Despite the fact that many researchers are attempting to identify subgroups of patients with subacute low back pain who are likely to gain the most from different interventions, there is little substantive evidence that such subgroups exist at all. Most studies that claim to have identified subgroups have reported on subgroup-specific findings that should be considered exploratory in nature (21). The best way to identify subgroups is by examining interaction effects in randomized controlled trials that prespecify a small number of putative effect modifiers in trial registers. However, as far as we know, such studies are not available.

Our study identified only a few predefined psychological characteristics of patients that predict greater benefits from advice or therapist-guided exercise for subacute low back pain. However, the effects were small, not clinically relevant, and could plausibly have been due to chance. Overall it can be concluded that these psychological characteristics do not predict response to physiotherapist-guided exercise or advice for patients with subacute low back pain who report low distress and low pain-related disability.

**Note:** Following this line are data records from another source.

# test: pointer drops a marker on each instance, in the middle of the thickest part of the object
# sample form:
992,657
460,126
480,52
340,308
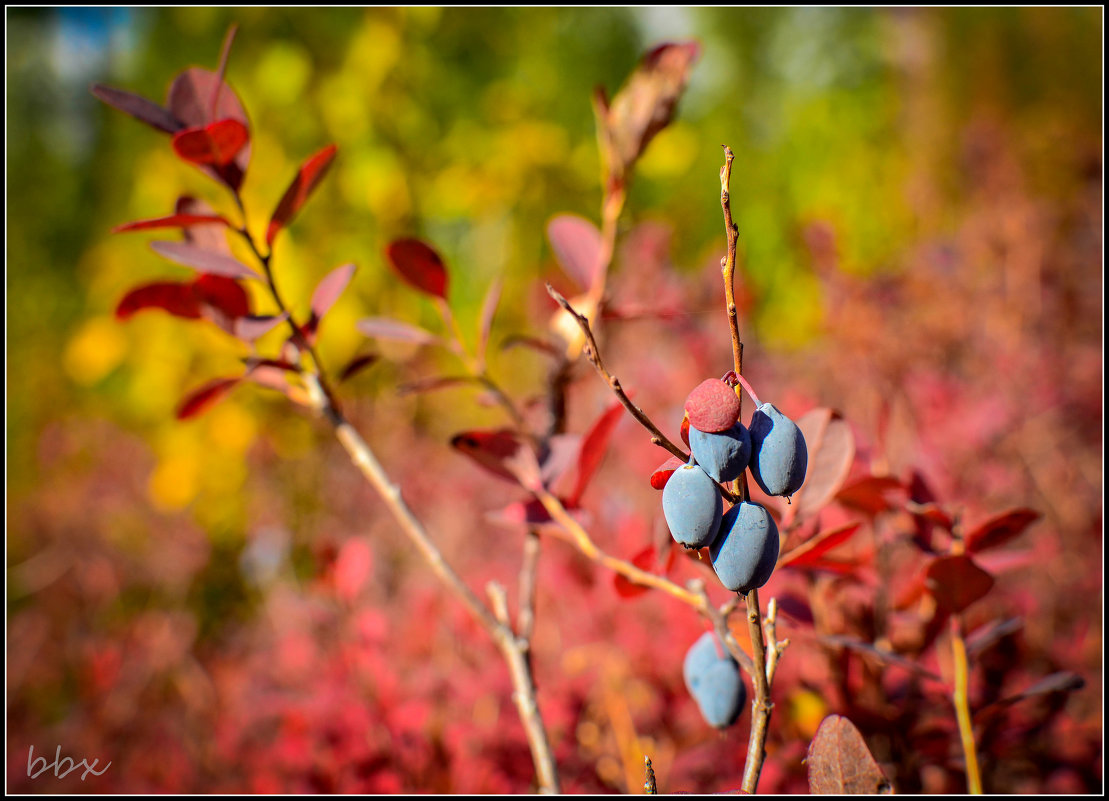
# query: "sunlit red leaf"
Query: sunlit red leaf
307,178
663,472
222,293
176,298
418,265
386,328
205,397
490,449
216,143
202,260
815,548
577,245
1000,529
593,446
956,581
870,494
840,763
643,560
173,221
138,107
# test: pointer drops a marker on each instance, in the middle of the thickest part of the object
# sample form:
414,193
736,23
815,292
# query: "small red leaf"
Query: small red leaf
626,588
251,327
956,581
663,472
216,143
176,298
174,221
592,448
811,551
307,176
840,763
202,260
205,397
328,291
1000,529
490,449
577,245
386,328
356,365
868,494
223,294
140,108
418,265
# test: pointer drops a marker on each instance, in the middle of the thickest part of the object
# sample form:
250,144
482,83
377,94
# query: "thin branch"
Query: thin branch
963,707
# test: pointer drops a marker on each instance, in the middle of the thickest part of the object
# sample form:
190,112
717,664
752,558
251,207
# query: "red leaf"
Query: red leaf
663,472
190,100
644,560
956,581
216,143
418,265
205,397
868,494
811,551
1000,529
356,365
140,108
222,293
202,260
327,291
251,327
174,221
488,310
593,446
295,196
353,568
386,328
577,245
176,298
831,452
494,450
840,763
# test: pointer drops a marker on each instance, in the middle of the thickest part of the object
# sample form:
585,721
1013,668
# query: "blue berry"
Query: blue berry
745,551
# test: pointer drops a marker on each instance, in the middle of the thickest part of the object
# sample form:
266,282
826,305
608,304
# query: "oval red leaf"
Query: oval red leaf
216,143
309,174
205,397
956,581
418,265
1000,529
176,298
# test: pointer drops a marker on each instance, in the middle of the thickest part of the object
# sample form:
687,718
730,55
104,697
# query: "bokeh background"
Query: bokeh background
919,200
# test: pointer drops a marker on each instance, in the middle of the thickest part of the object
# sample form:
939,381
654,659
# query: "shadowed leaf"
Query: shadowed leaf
593,446
840,763
216,143
307,178
176,298
386,328
1000,529
173,221
577,245
956,581
138,107
831,452
202,260
418,265
811,551
205,397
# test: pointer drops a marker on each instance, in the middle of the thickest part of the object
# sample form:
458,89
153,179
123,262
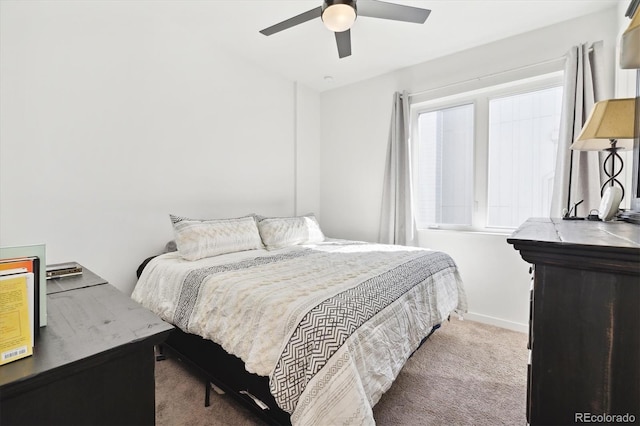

At this stage it would be premature to dismiss the potential for treatment effect modification. It may be that psychological constructs different from the ones we measured predict response to exercise- or advice-based treatment, or that the constructs we measured predict response to other treatments for subacute low back pain. Equally, as the study population appeared to be rather psychologically healthy compared with a chronic pain population (29), it may be that a higher threshold level of these constructs is necessary for their effects to be apparent. We recommend that further exploration of effect modification be conducted. Given the required power to test for effect modification, there is a pressing need to analyze a limited number of effect modifiers, based on clear a priori hypotheses.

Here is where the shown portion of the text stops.